Klasifikasi Anak Tuna Rungu
Tunarungu terdiri atas beberapa tingkatan kemampuan mendengar, yang khusus dan umum. Ada beberapa klasifikasi anak tuna rungu secara umum, yaitu :
1. Klasifikasi umum
- The deaf, atau tuli, yaitu penyandang tunarungu berat dan sangat berat dengan tingkat katulian diatas 90 dB
- Hard of hearing, atau kurang dengar, yaitu penyandang tunarungu ringan atau sedang dengna tingkat ketulian 20 -90 dB
2. Klasifkasi khusus
- Tunarungu ringan, yaitu penyandang tunarungu yang mengalami tingkat katulian 25 – 45 dB. Seorang yang mengalami tunarungu ringan, ia mengalami kesulitan untuk merespon suara-suara yang datangnya agak jauh. Pada kondisi demikian, anak secara psikologis sudah memerlukan perhatian khsusus dalam belajarnya disekolah,misalnya dengan menempatkan tampat duduk di bagian depan yang dekatnya dengan guru.

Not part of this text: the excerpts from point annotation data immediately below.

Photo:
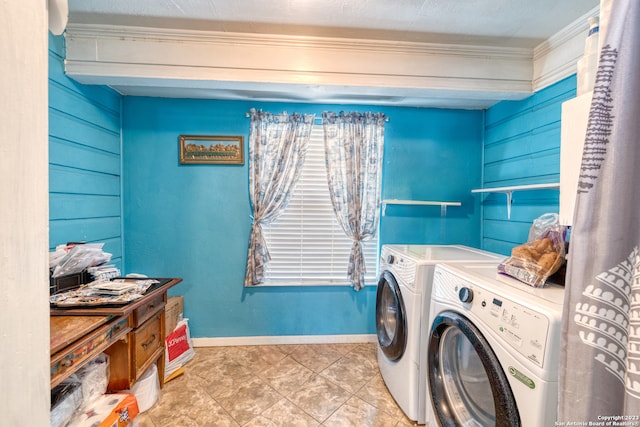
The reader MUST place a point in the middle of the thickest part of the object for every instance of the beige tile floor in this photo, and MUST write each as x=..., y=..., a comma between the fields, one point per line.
x=283, y=385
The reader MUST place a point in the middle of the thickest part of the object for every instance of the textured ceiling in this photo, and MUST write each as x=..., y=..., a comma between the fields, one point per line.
x=500, y=23
x=504, y=22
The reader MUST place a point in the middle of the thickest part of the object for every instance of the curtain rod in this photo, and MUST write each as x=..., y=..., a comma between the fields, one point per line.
x=386, y=119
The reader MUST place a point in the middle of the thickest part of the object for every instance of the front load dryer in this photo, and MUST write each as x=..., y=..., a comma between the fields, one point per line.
x=402, y=303
x=493, y=349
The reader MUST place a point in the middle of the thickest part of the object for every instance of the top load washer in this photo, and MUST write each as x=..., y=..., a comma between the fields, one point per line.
x=493, y=349
x=402, y=304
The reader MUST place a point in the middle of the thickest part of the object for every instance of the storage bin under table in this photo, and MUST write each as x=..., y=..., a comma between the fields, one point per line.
x=132, y=335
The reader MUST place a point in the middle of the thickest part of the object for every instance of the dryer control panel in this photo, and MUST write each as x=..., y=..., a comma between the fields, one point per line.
x=516, y=325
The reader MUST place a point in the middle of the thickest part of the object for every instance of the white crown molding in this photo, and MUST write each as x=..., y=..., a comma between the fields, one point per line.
x=134, y=57
x=213, y=64
x=556, y=58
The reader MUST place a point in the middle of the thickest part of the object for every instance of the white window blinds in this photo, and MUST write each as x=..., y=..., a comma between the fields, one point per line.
x=306, y=244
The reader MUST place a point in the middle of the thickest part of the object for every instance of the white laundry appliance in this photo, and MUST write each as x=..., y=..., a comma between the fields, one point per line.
x=402, y=303
x=493, y=349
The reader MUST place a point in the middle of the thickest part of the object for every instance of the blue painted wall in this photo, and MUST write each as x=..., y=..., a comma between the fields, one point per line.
x=522, y=146
x=193, y=221
x=84, y=160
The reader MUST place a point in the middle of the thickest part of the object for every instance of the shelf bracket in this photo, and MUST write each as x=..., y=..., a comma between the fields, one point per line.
x=509, y=195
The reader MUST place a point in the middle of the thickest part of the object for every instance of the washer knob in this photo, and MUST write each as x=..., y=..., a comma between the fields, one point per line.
x=465, y=294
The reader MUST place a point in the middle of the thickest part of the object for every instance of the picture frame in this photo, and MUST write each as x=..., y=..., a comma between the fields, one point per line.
x=211, y=150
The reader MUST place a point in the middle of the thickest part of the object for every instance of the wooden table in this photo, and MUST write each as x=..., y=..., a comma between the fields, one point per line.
x=132, y=335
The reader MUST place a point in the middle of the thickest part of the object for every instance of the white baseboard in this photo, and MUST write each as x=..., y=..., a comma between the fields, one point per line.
x=285, y=339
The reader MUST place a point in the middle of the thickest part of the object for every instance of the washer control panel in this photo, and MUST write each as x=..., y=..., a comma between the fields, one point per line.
x=517, y=325
x=402, y=267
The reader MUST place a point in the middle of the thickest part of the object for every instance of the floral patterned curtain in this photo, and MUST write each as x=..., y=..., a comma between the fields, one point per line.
x=277, y=148
x=353, y=147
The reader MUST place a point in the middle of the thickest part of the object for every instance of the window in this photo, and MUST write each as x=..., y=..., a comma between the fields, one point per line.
x=306, y=243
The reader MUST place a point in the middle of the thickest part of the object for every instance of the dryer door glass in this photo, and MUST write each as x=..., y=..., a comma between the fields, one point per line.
x=466, y=381
x=391, y=322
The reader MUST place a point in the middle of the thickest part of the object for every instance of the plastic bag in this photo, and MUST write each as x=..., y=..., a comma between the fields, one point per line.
x=541, y=256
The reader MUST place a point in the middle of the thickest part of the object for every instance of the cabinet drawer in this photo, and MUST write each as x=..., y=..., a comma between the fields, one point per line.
x=144, y=312
x=148, y=340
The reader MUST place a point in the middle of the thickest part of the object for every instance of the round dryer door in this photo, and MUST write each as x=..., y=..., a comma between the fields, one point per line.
x=391, y=318
x=468, y=385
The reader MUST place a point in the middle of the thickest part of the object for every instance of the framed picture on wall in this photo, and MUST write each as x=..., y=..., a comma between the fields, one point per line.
x=212, y=150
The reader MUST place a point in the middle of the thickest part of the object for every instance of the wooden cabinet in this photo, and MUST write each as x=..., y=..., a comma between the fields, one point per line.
x=132, y=336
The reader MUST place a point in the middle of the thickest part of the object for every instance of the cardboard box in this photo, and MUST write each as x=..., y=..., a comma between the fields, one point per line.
x=173, y=313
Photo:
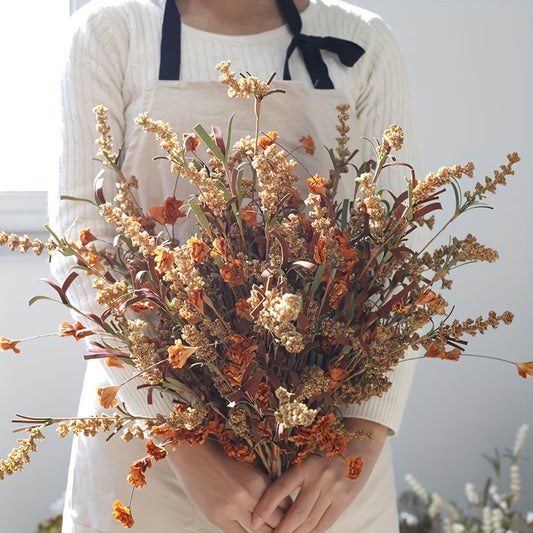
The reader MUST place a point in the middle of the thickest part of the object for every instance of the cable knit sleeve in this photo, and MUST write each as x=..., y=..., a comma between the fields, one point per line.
x=381, y=96
x=94, y=74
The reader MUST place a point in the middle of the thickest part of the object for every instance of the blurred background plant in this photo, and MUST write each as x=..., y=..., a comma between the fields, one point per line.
x=489, y=511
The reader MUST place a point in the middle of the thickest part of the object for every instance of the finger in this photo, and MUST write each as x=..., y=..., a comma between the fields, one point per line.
x=315, y=517
x=270, y=522
x=232, y=527
x=328, y=518
x=305, y=512
x=275, y=518
x=285, y=504
x=274, y=495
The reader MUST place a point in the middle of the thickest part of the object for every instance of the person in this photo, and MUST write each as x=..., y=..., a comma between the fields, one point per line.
x=156, y=56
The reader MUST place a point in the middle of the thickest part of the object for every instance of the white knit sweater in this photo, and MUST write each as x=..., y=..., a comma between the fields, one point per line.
x=114, y=55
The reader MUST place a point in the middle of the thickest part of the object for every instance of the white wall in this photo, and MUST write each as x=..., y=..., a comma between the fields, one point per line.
x=43, y=380
x=470, y=67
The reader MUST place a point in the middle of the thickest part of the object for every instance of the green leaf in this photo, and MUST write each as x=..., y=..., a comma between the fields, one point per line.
x=228, y=137
x=178, y=384
x=318, y=276
x=210, y=143
x=76, y=199
x=200, y=215
x=409, y=212
x=344, y=213
x=37, y=298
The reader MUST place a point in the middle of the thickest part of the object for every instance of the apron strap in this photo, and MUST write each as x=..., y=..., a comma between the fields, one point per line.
x=310, y=46
x=169, y=64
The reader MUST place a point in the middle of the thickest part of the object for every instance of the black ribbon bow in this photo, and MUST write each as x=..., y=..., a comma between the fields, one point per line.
x=310, y=46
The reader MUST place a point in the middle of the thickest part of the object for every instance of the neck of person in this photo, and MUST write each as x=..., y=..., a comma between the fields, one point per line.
x=234, y=17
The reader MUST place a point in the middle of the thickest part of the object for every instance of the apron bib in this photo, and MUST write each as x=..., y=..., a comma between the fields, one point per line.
x=99, y=468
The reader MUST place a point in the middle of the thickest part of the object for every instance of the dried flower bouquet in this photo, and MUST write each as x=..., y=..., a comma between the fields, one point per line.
x=279, y=311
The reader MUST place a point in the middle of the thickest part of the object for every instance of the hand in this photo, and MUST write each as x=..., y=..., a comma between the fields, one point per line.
x=224, y=490
x=325, y=491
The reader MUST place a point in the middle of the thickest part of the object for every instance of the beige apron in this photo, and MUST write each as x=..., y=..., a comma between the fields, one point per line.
x=98, y=468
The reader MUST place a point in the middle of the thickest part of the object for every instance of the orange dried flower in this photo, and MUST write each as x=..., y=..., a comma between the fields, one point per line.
x=339, y=290
x=400, y=307
x=8, y=344
x=123, y=514
x=78, y=330
x=164, y=259
x=237, y=450
x=197, y=299
x=240, y=352
x=179, y=354
x=91, y=258
x=525, y=369
x=439, y=352
x=107, y=396
x=199, y=250
x=264, y=395
x=113, y=362
x=167, y=213
x=316, y=184
x=142, y=306
x=220, y=246
x=249, y=215
x=137, y=474
x=308, y=144
x=267, y=140
x=231, y=272
x=319, y=254
x=336, y=376
x=191, y=142
x=154, y=451
x=427, y=297
x=337, y=445
x=86, y=236
x=243, y=308
x=355, y=466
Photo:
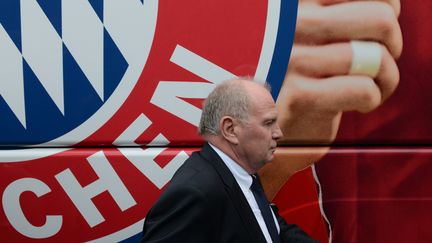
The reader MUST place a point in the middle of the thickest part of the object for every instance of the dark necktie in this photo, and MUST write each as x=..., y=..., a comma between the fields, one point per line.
x=264, y=206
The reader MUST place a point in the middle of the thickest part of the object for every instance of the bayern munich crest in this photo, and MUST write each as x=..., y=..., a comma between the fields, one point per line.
x=100, y=79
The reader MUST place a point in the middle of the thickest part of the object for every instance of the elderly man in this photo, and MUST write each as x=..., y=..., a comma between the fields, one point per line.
x=216, y=196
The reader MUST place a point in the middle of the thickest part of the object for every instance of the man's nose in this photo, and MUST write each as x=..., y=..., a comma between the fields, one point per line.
x=277, y=132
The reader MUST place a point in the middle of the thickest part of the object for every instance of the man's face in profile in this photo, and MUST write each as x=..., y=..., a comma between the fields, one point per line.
x=259, y=134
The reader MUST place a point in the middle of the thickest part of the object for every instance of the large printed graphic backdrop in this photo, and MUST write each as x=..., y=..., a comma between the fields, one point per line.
x=86, y=76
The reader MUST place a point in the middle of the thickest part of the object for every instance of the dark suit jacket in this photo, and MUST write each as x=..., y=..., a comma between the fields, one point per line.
x=203, y=203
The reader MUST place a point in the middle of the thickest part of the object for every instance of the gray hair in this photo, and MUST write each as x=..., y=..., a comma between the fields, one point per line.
x=229, y=98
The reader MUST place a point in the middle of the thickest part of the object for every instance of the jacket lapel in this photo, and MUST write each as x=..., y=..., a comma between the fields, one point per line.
x=235, y=193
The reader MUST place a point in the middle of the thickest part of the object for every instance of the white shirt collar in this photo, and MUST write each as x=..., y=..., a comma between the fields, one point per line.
x=241, y=175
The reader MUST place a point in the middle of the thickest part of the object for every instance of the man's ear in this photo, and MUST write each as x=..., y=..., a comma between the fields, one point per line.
x=228, y=129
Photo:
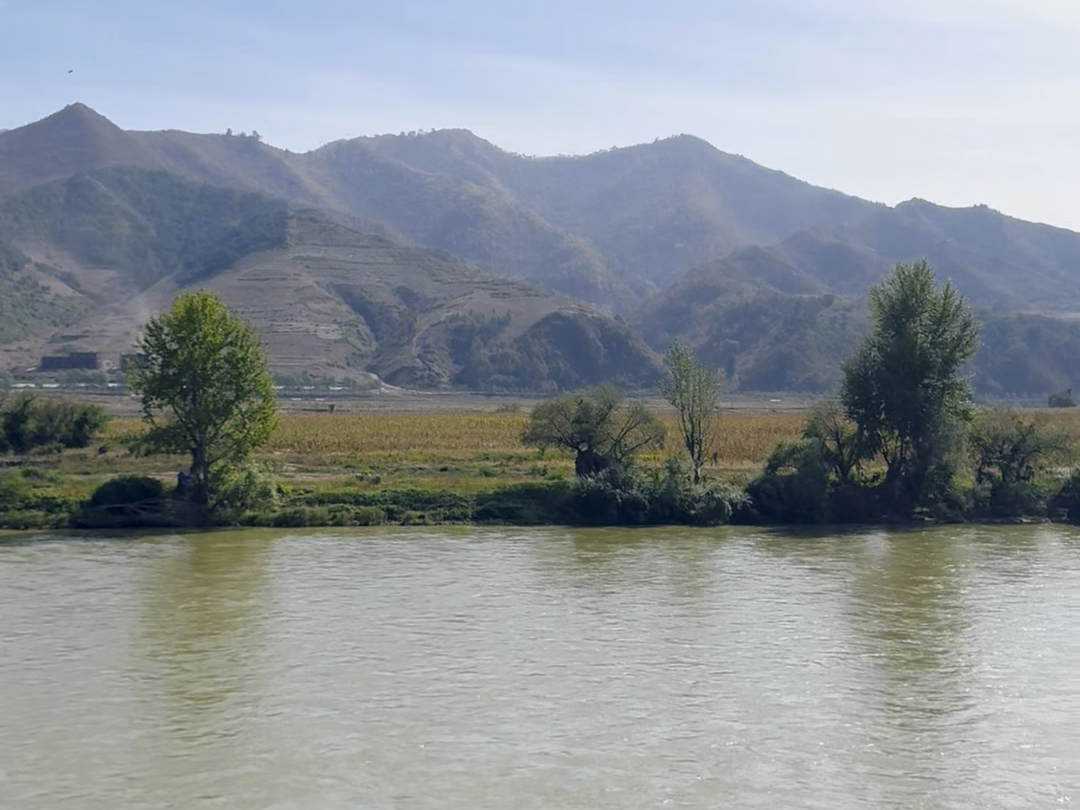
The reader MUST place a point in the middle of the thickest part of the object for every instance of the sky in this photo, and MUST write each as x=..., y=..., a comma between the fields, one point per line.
x=957, y=102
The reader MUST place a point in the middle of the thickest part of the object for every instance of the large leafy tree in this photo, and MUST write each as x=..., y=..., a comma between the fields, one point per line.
x=205, y=386
x=692, y=390
x=597, y=426
x=904, y=387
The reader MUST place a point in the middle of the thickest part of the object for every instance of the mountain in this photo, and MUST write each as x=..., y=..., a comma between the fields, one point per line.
x=117, y=244
x=439, y=259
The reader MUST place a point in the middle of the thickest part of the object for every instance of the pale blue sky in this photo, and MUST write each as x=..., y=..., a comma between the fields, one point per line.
x=958, y=102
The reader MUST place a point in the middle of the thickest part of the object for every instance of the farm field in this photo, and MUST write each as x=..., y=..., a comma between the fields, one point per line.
x=463, y=451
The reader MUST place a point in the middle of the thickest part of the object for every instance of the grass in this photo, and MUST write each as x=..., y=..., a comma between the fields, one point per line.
x=364, y=455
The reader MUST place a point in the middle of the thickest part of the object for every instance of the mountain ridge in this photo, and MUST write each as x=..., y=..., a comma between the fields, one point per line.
x=759, y=271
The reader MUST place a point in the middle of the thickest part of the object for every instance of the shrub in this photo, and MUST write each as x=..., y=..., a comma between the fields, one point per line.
x=246, y=487
x=1062, y=400
x=794, y=485
x=126, y=489
x=525, y=504
x=30, y=423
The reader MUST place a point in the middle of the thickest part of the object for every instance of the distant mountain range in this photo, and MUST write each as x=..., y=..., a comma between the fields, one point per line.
x=436, y=259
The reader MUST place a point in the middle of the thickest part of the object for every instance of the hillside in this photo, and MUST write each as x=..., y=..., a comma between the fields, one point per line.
x=327, y=300
x=437, y=259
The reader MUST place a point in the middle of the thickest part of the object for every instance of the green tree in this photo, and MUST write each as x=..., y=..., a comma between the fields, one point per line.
x=597, y=426
x=692, y=391
x=205, y=386
x=904, y=387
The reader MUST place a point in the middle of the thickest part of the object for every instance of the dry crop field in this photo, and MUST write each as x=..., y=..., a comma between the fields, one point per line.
x=474, y=450
x=462, y=450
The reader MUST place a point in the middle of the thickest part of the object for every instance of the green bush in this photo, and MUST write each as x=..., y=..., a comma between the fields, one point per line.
x=1062, y=400
x=298, y=516
x=14, y=490
x=126, y=489
x=29, y=423
x=252, y=486
x=794, y=485
x=525, y=504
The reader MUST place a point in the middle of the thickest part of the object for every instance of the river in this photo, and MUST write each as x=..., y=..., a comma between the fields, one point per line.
x=474, y=669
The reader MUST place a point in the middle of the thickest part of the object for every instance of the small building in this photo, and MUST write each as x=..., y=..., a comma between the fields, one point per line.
x=67, y=362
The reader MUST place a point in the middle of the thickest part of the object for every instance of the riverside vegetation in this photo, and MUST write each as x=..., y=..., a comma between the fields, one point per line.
x=353, y=469
x=901, y=441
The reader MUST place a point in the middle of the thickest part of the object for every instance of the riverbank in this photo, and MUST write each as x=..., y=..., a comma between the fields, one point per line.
x=445, y=464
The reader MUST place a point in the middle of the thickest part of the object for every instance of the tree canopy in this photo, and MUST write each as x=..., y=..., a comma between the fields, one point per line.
x=205, y=386
x=597, y=424
x=904, y=387
x=692, y=391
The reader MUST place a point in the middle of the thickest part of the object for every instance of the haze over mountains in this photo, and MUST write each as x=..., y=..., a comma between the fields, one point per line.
x=436, y=259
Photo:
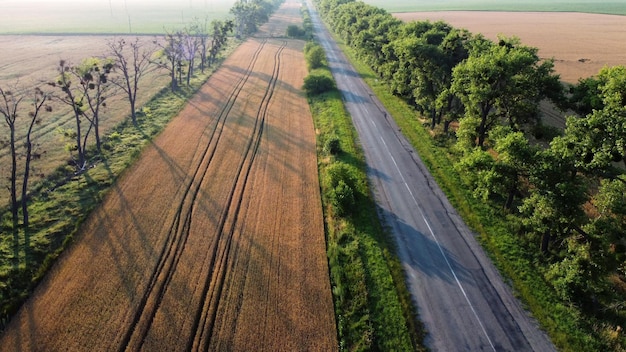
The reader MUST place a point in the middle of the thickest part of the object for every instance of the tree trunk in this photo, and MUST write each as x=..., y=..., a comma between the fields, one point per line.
x=510, y=198
x=13, y=190
x=545, y=242
x=433, y=118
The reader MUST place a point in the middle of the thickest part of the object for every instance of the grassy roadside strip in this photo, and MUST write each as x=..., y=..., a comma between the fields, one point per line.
x=564, y=324
x=373, y=308
x=59, y=205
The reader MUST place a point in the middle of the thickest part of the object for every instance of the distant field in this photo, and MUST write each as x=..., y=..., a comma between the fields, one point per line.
x=580, y=43
x=606, y=7
x=105, y=17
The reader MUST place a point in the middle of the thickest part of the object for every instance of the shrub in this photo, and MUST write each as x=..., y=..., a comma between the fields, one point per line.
x=294, y=31
x=315, y=84
x=342, y=199
x=315, y=56
x=332, y=145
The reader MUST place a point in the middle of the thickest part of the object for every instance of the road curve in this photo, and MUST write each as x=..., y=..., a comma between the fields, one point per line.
x=462, y=299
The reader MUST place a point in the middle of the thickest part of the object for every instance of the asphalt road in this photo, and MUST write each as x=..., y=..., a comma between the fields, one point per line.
x=461, y=298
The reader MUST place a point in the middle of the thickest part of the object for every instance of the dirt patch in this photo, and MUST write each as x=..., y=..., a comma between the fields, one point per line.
x=581, y=44
x=214, y=240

- Tunarungu sedang yaitu penyandang tunarungu yang mengalami tingkat ketulian 46 – 70 dB. Seorang yag mengalami ketunarunguan sedang, ia hanya akan mengerti percakapan apada jarak 3 – 5 feet secara berhadapan, tetapi tidak dapat mengikuti diskusi dikelas. Untuk anak yang mengalami ketunarunguan ini memerlkan adanya alat bantu denganr ( hearing aid ) dan memerlukan pembinaan komunikasi, persepsi bunyi dan irama.
- Tunarungu berat, yaitu penyandang tunarungu yang mengalami tingkat ketulian 71 – 90 dB. Seeorang yang mengalami ketunarunguan tingkat taraf berat, hanya dapat merespon bunyi-bunyi dalam jarak yang sangat dekat dan diperkeras. Siswa dengan kategori ini memerlukan alat bantu dengar dalam mengikuti pendidikannya disekolah. Siswa juga sangat memerlukan adanta pembinaan atau latiha komunikasi dan pengembangan bicaranya.
- Tunarungu sangat berat, yaitu penyandang tunarungu yang mengalami tingkat ketulian 90 dB keatas. Seeorang yang mengalami ketunarunguan tingkat sangat berat ini sudah tidak dapat marespon suara sama sekali, tetapi mungkin masih bisa merespon melalui getaran suara yang ada. Untuk kegiatan pendidikan dan aktifitas yang lainnya, penyandang tunarungu ini lebih mengandalkan kemampuan visual atau penglihatannya.